At Neel Indian Kitchen & Bar, Hiranandani Gardens, Powai.
TIME 12 pm to 12 am
Native to Gujarat, the Kathiawadi khichdi (Rs 150) embodies the culinary aesthete of the Kutchi community. Also known as the mixed vegetable khichdi, this version makes use of tur dal, onion, papdi dana, brinjal and potato, though one can experiment with other veggies, too. At this hole-in-the-wall joint, they serve an authentic version.
At Khichdi Samrat, VP Road, CP Tank, Girgaum.
Time 11 am to 3.30 pm; 7 pm to 11.30 pm
Panch dhan khichdi
A desi delicacy
The punch dhan khichdi (Rs 285 for small) made with five kinds of lentils (moong, masoor, matki, rajma and kabuli chana) is a preparation brimming with nutrients and fibre.

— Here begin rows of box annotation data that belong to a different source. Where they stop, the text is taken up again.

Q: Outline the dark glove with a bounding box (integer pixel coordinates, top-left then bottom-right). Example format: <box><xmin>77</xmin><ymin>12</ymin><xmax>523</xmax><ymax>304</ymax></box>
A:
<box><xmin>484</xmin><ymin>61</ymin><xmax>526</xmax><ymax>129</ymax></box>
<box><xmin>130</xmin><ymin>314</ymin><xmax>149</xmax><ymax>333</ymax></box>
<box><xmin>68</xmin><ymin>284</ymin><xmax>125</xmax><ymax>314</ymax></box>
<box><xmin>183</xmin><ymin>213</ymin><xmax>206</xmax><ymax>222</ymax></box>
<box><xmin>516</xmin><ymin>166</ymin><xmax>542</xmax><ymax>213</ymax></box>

Originally from Gujarat, it is said to be ideal for pregnant women.
At Khichdi, Station Road, Vile Parle West.
Time 12 pm to 11 pm
A coastal treat
"For the khichdi (Rs 600) that I prepare, I add vegetables to rice and lentils and cook it together with turmeric until it is mushy and all the ingredients have blended well together. Then, I add a generous tadka of ghee, cumin, green chillies and loads of toasted garlic and curry leaves, which lends a coastal flavour to the dish," chef Carmen Miranda Nayar.
At Enthu Cutlet, Andheri East.
Time 9 am to 9 pm
CALL 9920137636 (order four hours in advance)
Made in India
Prepared using ingredients from 20 different parts of India, the khichdi (Rs 595) at this modern Indian fine dine features interesting elements like butter from Punjab, ghee from Haryana, raw mango from Uttar Pradesh and beaten chickpeas from Bihar. "It is one of our signature dishes. We cook it like the basic khichdi that we make at home, however, adding these ingredients gives it a unique twist," explains chef Saini.
At Tresind, Inspire BKC, Bandra Kurla Complex.
Time 12 pm to 3.30 pm; 7 pm and 9.45 pm seating for dinners
On the side
Papad is the most common side to have with khichdi and is served along with the dish at most restaurants. It works because it adds a crunch to the dish. Opt for shakuli (a Himachali version made with refined flour), aloo or prawn papad for extra taste.
Pickle is ubiquitous in Indian homes and is the perfect ally of khichdi, especially when it’s of the bland variety as it lends a tangy edge to the dish. While mango and nimbu pickles are common accompaniments, you can also experiment with a dried fish pickle.
A favourite evening snack in West Bengal, beguni (in pic, above) is a salted and spiced and fried eggplant that comes in a besan coating. It is a must-have along with the Bengali version of khichdi or khichudi, but is sure to work with other variants, too.